Athletics is a business. Period.
Athletes are paid to run and to be successful. Elaine lost thousands of dollars for her unexpected loss. Her coach will certainly have an answer but you can expect sponsors will be watching Frano’s camp closely as well as the Mills camp. Money goes where champions are bred.
Behind the glamour and spectacle lies a business and at this #WorldChampionships Jamaica has damaged itself. By not meeting their own standards, the US has gladly taken the reigns once again and can now hang their banner reading “Sprint King & Queen”. The King is dead. There is no one to replace him. The Queen is dead. There is no one to replace her. Like a falling star, Jamaica tumbles into the abyss once again waiting for young talent to emerge. The effects will be devastating but nothing we can’t handle.

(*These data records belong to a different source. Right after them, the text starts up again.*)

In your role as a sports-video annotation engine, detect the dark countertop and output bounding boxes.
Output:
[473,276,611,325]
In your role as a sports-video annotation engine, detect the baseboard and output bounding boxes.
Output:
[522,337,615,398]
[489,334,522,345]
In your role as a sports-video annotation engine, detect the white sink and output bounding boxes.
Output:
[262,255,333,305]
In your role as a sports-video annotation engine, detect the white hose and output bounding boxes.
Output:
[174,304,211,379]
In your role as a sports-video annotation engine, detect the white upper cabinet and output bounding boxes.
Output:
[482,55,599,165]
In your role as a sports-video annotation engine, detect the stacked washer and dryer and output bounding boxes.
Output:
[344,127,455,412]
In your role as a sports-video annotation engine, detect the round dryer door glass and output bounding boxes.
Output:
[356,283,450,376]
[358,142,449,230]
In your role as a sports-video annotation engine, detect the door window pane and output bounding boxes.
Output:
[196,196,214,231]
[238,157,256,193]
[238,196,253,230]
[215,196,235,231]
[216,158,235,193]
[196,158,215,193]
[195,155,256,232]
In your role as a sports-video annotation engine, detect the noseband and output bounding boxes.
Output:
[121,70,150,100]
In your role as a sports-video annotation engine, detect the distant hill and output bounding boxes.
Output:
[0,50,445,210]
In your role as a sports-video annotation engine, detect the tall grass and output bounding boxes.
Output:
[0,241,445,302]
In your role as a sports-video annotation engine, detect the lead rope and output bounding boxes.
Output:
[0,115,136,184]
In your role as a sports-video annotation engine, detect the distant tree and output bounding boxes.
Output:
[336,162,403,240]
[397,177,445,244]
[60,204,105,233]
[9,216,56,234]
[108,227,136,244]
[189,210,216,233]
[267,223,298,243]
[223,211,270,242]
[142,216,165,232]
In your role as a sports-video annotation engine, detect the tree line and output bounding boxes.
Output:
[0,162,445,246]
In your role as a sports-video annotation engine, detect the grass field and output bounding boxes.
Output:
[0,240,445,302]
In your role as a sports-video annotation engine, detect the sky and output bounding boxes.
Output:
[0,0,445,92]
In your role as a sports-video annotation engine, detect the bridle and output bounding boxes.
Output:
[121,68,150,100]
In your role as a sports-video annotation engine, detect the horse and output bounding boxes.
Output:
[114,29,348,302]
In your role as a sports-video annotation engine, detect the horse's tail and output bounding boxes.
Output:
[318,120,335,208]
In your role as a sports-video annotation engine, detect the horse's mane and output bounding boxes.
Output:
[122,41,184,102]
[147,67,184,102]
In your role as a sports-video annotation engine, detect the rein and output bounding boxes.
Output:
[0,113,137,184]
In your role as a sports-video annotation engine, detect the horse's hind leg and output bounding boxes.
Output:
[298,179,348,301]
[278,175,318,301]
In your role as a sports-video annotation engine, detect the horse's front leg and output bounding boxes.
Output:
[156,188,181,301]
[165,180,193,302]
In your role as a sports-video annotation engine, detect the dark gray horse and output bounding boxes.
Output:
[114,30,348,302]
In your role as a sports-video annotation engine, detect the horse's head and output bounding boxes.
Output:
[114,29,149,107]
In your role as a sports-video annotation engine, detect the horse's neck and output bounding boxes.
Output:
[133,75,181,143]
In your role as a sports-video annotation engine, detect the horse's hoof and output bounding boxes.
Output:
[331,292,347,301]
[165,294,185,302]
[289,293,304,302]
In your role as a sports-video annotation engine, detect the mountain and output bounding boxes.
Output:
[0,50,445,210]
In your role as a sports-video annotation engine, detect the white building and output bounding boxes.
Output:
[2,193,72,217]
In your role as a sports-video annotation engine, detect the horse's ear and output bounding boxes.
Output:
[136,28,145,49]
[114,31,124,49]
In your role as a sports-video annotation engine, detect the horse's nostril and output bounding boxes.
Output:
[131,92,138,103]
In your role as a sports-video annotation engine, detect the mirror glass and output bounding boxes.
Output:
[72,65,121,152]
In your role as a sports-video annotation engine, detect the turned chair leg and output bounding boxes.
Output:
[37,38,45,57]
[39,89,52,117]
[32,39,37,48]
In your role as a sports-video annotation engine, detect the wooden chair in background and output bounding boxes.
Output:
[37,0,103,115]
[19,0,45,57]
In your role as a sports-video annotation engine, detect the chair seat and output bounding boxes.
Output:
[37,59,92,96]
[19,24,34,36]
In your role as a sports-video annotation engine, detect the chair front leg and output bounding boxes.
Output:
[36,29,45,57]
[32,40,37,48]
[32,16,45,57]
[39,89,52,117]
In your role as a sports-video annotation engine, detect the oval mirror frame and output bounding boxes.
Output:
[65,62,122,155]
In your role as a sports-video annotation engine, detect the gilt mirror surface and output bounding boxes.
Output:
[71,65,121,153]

Soon, athletes will have to make hard decisions. Coaches too. The Governing body has to do a post mortem. and rid itself of the politics that strangles common sense decision making. Jamaican Athletics has been sitting on its lofty post for 9 years unaware that the World was coming after them. The US never stopped hating. Now we have South Africa, Botswana, Kenya, Bahamas, China and even Japan knocking at the gates. We cannot afford to mismanage this opportunity. Our economy is too fragile for carelessness.
This industry is too new for bad management and too fragile for mediocrity. Whenever our athletes put their feet on the world stage it has to be perfect. No errors. No excuses.
Bolt was asked at the presser what was it he is looking forward to when this is over. He replied, “..for me, it is just to live normal. To have no training. To do whatever I want. To travel whenever I want. I don’t know where my career will go or what I will do but I look forward to it and the person that I am I will do it at my best.”
He was confident when he said those words.
If only Jamaica’s athletics was as confident to say otherwise.